We are encouraged that you are interested in the issue of American Indian Mascots. We offer the following information as a tool for your use in addressing stereotypes about American Indians and the generational psychological impact of the use of mascots in our schools and society.

Please use these resources to guide your discussion and study of stereotypes and use of mascots.

-- North Carolina State Advisory Council on Indian Education


North Carolina State Board of Education’s Resolution:
Recommends that the North Carolina Public Schools study the impact of American Indian sports mascots and logos and review policies and procedures on this issue. Results of activities will be reported to the State Board of Education as part of the annual report of the State Advisory Council on Indian Education.
State of the American Indian Mascots in North Carolina According to DPI Data

  • “In 2002, 73 North Carolina schools in 43 districts had American Indian mascots or imagery. In 2012, 43 schools in 20 districts used Indian sports mascots, logos or nicknames. To date, 55 percent of North Carolina public schools with Indian mascots have chosen to retire and eliminate them.”-Dr. Cunningham-Brown from January 9, 2013 Minutes of the North Carolina State Board of Education

  • In July 2017, a review of all NC Public School district websites, revealed that 22 school districts, with a total of 36 schools, in the state of North Carolina still have American Indian-themed mascots/logos /names.

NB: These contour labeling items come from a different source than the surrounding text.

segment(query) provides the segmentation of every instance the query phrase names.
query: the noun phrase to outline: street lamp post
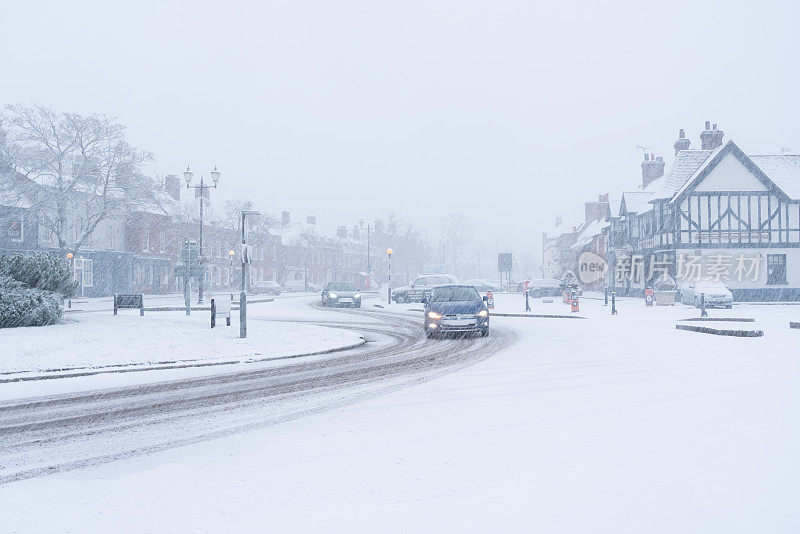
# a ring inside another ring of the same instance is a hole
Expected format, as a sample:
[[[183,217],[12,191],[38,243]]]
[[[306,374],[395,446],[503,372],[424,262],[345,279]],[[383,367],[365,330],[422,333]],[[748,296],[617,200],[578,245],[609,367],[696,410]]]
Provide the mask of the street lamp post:
[[[246,255],[248,253],[245,223],[248,215],[261,215],[261,212],[242,210],[242,291],[239,293],[239,337],[247,337],[247,264],[250,263],[250,258]],[[231,256],[231,261],[233,261],[233,256]]]
[[[359,226],[361,226],[361,228],[364,228],[364,219],[359,220],[358,224],[359,224]],[[372,227],[370,226],[369,223],[367,223],[367,289],[372,289],[372,278],[371,278],[371,273],[370,273],[370,270],[371,270],[372,266],[370,265],[370,262],[369,262],[369,231],[370,230],[372,230]]]
[[[387,248],[386,253],[389,255],[389,288],[387,289],[388,299],[386,299],[386,305],[392,303],[392,254],[394,254],[394,250]]]
[[[233,249],[230,249],[228,251],[228,256],[230,256],[230,258],[231,258],[231,267],[230,267],[230,270],[228,271],[229,272],[229,275],[228,275],[228,286],[230,286],[230,288],[231,288],[231,294],[233,294],[233,281],[236,279],[236,277],[234,276],[234,273],[233,273],[233,255],[234,254],[236,254],[236,253],[233,251]]]
[[[186,170],[183,171],[183,179],[186,180],[186,189],[195,189],[200,191],[200,265],[203,265],[203,194],[205,193],[206,189],[217,188],[217,182],[219,182],[219,175],[220,172],[217,170],[216,165],[214,166],[214,170],[211,171],[211,179],[214,182],[214,185],[206,185],[203,181],[203,175],[200,175],[200,184],[199,185],[189,185],[192,182],[192,171],[189,170],[189,166],[186,166]],[[206,277],[205,269],[203,269],[203,273],[200,275],[200,280],[197,282],[198,287],[198,295],[197,295],[197,303],[203,303],[203,282]]]

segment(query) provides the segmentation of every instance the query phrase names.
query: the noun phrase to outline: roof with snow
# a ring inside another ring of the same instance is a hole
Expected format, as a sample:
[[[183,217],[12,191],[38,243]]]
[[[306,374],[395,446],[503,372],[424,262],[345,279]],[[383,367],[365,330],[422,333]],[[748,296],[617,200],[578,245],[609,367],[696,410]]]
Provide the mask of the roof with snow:
[[[800,199],[800,154],[748,156],[775,185],[792,199]]]
[[[622,193],[622,201],[620,203],[620,211],[622,214],[623,209],[627,213],[645,213],[653,209],[649,203],[655,193],[652,191],[625,191]]]
[[[675,156],[669,173],[653,180],[645,191],[653,193],[653,200],[661,198],[672,198],[689,178],[705,163],[712,150],[681,150]]]

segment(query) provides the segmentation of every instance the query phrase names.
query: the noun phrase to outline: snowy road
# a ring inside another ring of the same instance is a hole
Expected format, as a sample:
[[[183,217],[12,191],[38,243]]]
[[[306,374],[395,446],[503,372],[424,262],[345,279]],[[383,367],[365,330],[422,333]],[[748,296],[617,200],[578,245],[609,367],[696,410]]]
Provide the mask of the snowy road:
[[[516,340],[513,330],[498,328],[490,338],[430,341],[418,313],[323,313],[325,326],[370,342],[278,366],[0,403],[0,484],[319,413],[462,368]]]

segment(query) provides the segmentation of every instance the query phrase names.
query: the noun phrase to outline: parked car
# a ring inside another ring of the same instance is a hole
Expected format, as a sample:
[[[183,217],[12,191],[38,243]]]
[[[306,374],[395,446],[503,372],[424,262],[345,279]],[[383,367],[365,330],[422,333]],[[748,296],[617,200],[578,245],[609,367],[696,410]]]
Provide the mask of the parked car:
[[[328,282],[322,289],[323,306],[361,307],[361,294],[350,282]]]
[[[681,286],[681,302],[699,308],[705,295],[706,308],[732,308],[733,294],[722,282],[688,282]]]
[[[250,292],[254,294],[280,295],[281,289],[281,285],[275,280],[261,280],[253,284],[250,288]]]
[[[434,287],[457,283],[458,278],[452,274],[423,274],[415,278],[410,286],[392,289],[392,300],[398,304],[403,302],[422,302],[422,298],[430,296]]]
[[[528,295],[533,298],[557,297],[561,295],[561,281],[555,278],[540,278],[528,282]]]
[[[494,291],[494,292],[500,291],[500,287],[493,284],[492,282],[489,282],[488,280],[479,280],[477,278],[465,281],[464,285],[474,287],[478,291],[478,293],[486,293],[487,291]]]
[[[468,285],[446,285],[432,288],[430,297],[423,297],[427,337],[437,333],[466,332],[489,335],[489,309],[486,297]]]

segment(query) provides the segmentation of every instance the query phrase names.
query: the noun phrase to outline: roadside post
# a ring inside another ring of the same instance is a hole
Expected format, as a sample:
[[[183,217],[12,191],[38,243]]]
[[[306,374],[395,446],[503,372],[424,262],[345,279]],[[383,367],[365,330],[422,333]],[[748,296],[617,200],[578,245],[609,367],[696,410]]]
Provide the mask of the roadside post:
[[[386,254],[389,255],[389,287],[386,288],[386,305],[390,305],[392,303],[392,254],[394,250],[387,248]]]
[[[239,292],[239,337],[247,337],[247,267],[253,255],[253,248],[247,244],[248,215],[261,215],[260,211],[242,210],[242,290]]]
[[[225,297],[211,299],[211,328],[217,325],[217,316],[225,317],[225,325],[231,325],[231,300]]]

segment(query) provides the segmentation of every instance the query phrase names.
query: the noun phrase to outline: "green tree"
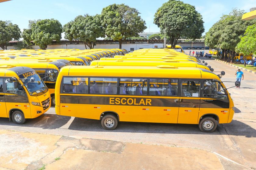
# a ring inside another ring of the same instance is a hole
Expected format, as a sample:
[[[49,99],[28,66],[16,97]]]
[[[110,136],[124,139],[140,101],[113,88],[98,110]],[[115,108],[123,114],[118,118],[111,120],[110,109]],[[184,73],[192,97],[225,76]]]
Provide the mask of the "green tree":
[[[9,42],[18,40],[20,38],[20,30],[18,25],[9,21],[0,20],[0,47],[7,49]]]
[[[256,24],[248,26],[236,50],[245,55],[256,53]]]
[[[114,41],[118,41],[119,48],[128,38],[136,37],[147,27],[144,21],[135,8],[123,4],[110,5],[103,8],[101,15],[101,25],[105,34]]]
[[[24,47],[26,47],[26,48],[24,48],[27,49],[31,49],[31,46],[32,44],[32,42],[33,41],[31,37],[32,35],[32,30],[31,29],[23,29],[23,31],[21,34],[21,37],[23,38],[22,45]],[[20,45],[20,46],[21,45]]]
[[[30,21],[29,27],[32,32],[31,39],[41,49],[46,49],[47,45],[51,44],[53,41],[58,42],[61,38],[62,26],[58,20],[47,19]]]
[[[204,31],[202,16],[194,6],[176,0],[169,0],[158,8],[154,23],[162,34],[165,31],[173,47],[180,37],[199,39]]]
[[[93,48],[96,39],[105,35],[100,19],[99,15],[77,16],[64,25],[65,38],[70,41],[78,39],[84,42],[86,49],[87,46],[90,49]]]

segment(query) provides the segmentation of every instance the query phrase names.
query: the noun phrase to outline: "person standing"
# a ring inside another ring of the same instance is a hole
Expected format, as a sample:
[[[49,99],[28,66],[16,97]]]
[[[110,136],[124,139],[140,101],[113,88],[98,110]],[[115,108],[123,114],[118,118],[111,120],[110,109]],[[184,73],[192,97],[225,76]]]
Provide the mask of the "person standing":
[[[239,81],[240,82],[240,84],[241,84],[241,79],[242,79],[242,80],[244,80],[244,73],[240,69],[239,69],[238,70],[236,71],[235,75],[236,75],[236,81]],[[236,87],[240,88],[240,85],[239,85],[238,86],[236,86]]]

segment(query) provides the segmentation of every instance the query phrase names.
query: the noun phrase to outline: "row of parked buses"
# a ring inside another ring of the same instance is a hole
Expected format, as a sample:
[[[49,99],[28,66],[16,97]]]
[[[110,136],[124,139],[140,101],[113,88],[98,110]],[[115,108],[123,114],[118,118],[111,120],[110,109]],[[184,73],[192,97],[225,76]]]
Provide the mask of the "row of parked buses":
[[[32,56],[19,61],[18,65],[31,61],[35,65],[37,62],[56,66],[55,74],[51,67],[37,69],[26,65],[40,76],[31,79],[30,74],[23,73],[22,78],[49,88],[47,83],[54,83],[57,114],[100,120],[106,129],[114,129],[124,121],[198,124],[202,131],[212,132],[218,123],[231,121],[234,104],[220,79],[224,72],[218,76],[206,63],[174,49],[143,49],[129,53],[122,51],[113,57],[92,60],[91,66],[37,60]],[[40,77],[43,81],[39,81]],[[11,83],[16,81],[9,78]],[[40,89],[37,91],[43,91]],[[46,96],[50,95],[49,91]]]
[[[61,68],[88,66],[101,58],[127,53],[119,49],[0,50],[0,117],[21,124],[40,116],[55,105]]]

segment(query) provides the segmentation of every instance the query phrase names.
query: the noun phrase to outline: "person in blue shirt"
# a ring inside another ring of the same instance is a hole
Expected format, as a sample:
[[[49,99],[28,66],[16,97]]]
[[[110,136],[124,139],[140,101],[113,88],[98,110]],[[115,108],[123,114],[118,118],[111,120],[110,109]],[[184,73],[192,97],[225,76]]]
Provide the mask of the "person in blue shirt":
[[[240,69],[238,69],[237,71],[236,71],[235,75],[236,75],[236,80],[241,83],[241,79],[244,80],[244,73]],[[240,88],[240,85],[239,86],[236,86],[237,88]]]

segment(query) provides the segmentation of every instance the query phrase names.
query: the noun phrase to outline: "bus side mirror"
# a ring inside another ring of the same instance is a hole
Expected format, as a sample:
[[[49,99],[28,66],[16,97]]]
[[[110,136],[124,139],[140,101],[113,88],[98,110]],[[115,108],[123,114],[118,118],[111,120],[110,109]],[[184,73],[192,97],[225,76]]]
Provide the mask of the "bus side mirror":
[[[220,72],[220,74],[222,76],[224,76],[225,75],[225,72],[224,71],[222,71],[221,72]]]

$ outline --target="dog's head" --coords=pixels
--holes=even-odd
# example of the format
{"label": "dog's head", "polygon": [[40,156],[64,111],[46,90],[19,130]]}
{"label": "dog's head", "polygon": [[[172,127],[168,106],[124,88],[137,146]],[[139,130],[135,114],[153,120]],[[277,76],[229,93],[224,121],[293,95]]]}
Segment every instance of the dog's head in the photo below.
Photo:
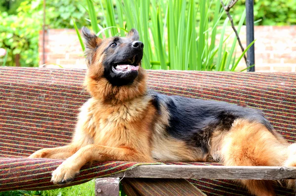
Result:
{"label": "dog's head", "polygon": [[132,29],[125,38],[106,39],[100,39],[85,27],[82,31],[88,67],[85,85],[93,96],[99,97],[100,90],[108,94],[108,99],[118,98],[124,92],[132,93],[143,85],[141,83],[145,83],[145,71],[141,67],[144,45],[139,40],[137,30]]}

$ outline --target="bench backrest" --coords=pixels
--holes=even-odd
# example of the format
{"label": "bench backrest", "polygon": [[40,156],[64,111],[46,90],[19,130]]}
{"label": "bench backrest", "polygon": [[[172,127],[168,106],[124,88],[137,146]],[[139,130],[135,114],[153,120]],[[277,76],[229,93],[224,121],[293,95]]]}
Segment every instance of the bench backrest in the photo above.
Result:
{"label": "bench backrest", "polygon": [[[69,143],[89,95],[85,70],[0,68],[0,158],[28,157]],[[148,71],[160,92],[223,101],[261,110],[290,142],[296,138],[296,75]]]}

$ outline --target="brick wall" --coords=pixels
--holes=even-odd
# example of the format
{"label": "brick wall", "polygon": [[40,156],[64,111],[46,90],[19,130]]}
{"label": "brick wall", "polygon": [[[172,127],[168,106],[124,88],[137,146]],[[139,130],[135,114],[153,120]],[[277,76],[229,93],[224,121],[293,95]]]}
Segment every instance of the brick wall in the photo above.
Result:
{"label": "brick wall", "polygon": [[[229,29],[228,32],[231,32]],[[255,26],[255,63],[257,72],[296,71],[296,26]],[[74,29],[49,29],[45,35],[45,65],[42,65],[42,32],[39,41],[40,66],[86,68],[82,51]],[[246,45],[246,28],[240,37]],[[240,51],[240,49],[237,48]],[[238,52],[237,56],[240,52]],[[245,67],[243,59],[238,67]]]}

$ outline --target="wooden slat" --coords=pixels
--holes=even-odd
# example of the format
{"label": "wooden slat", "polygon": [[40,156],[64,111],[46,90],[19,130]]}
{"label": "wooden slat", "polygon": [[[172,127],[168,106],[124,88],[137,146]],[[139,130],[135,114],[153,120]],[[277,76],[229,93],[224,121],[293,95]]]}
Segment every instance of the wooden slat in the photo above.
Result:
{"label": "wooden slat", "polygon": [[140,165],[108,177],[280,180],[296,178],[296,167]]}

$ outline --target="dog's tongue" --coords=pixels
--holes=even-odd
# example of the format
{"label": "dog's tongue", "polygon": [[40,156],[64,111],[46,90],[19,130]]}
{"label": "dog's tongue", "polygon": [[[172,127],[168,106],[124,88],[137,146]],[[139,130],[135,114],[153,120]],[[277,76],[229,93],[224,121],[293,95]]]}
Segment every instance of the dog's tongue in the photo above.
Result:
{"label": "dog's tongue", "polygon": [[120,70],[124,70],[127,69],[127,70],[138,71],[139,70],[139,66],[134,66],[131,65],[118,65],[116,66],[116,69],[119,68]]}

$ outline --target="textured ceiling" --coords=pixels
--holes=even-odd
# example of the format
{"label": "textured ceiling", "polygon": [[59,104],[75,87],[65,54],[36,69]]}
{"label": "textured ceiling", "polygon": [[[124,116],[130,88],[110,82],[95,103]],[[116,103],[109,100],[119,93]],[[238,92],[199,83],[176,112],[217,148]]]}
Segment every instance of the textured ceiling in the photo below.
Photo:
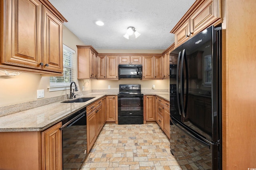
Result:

This includes 10 elementary schools, 1 K-8 school, 1 intermediate school, 10 middle schools, and 14 high schools. There are also a number of other schools that use terms such as Warriors and Braves but do not have an Indian-themed mascot/logo. Regarding this issue, Executive Director of the NC Commission of Indian Affairs Greg Richardson states, "Cultural sensitivity, along with Cultural Diversity should be a priority and part of the education process! American Indians should NOT be portrayed as Mascots."

  • American Indian Mascots Used by North Carolina Public Schools (pdf, 984kb)


Online Resources:

American Indian Sports Team Mascots
This link has various collections of websites and writings on resolutions recommending retirement of Native American Indian mascots including United States Commission Statements on Civil Rights on the use of Native American images and nicknames as sports symbols.

The Mascot Issue
This is a compilation of websites and articles on the issue of American Indian Mascots by Lisa Mitten, American Library Association, CHOICE Magazine, Social Sciences Editor.

Statement from the Society of Indian Psychologists of the Americas
This is a letter from members of the Society of Indian Psychologists of the Americas proposing why American Indian mascots should be retired.

The 2,128 Native American Mascots People Aren’t Talking About
This resource is from Nate Silver’s fivethirtyeight.com website that describes with data the prevalence of the use of American Indian mascots in varioius sports teams in K-16.

Why Educators Can't Ignore Indian Mascots By Dr. Cornel Pewewardy
Dr. Cornel Pewewardy is the foremost American Indian Scholar in the field of multicultural education and in this article he expounds on why education is the ultimate tool to eliminate the racism which the use of mascots perpetuates in this society.


Dispelling Stereotypes
The discussion of American Indian mascots is interlinked with the issue of stereotypes of Native people. The mascot issue exists because stereotypes of American Indians persist. These resources can be used as guides to evaluate and analyze classroom instruction and teaching materials and to promote meaningful discussions about stereotypes.


Online Resources:

Anthropology Outreach Office Smithsonian Institution’s Erasing Native American Stereotypes
This is the Anthropology Outreach Office of the Smithsonian Institution’s eleven recommendations to help teachers evaluate their own teaching and the criteria to evaluate the materials they use.

Stereotypes of Native Americans
This is an inexhaustive list of fiction and non-fiction resources that can be used inside and outside the classroom.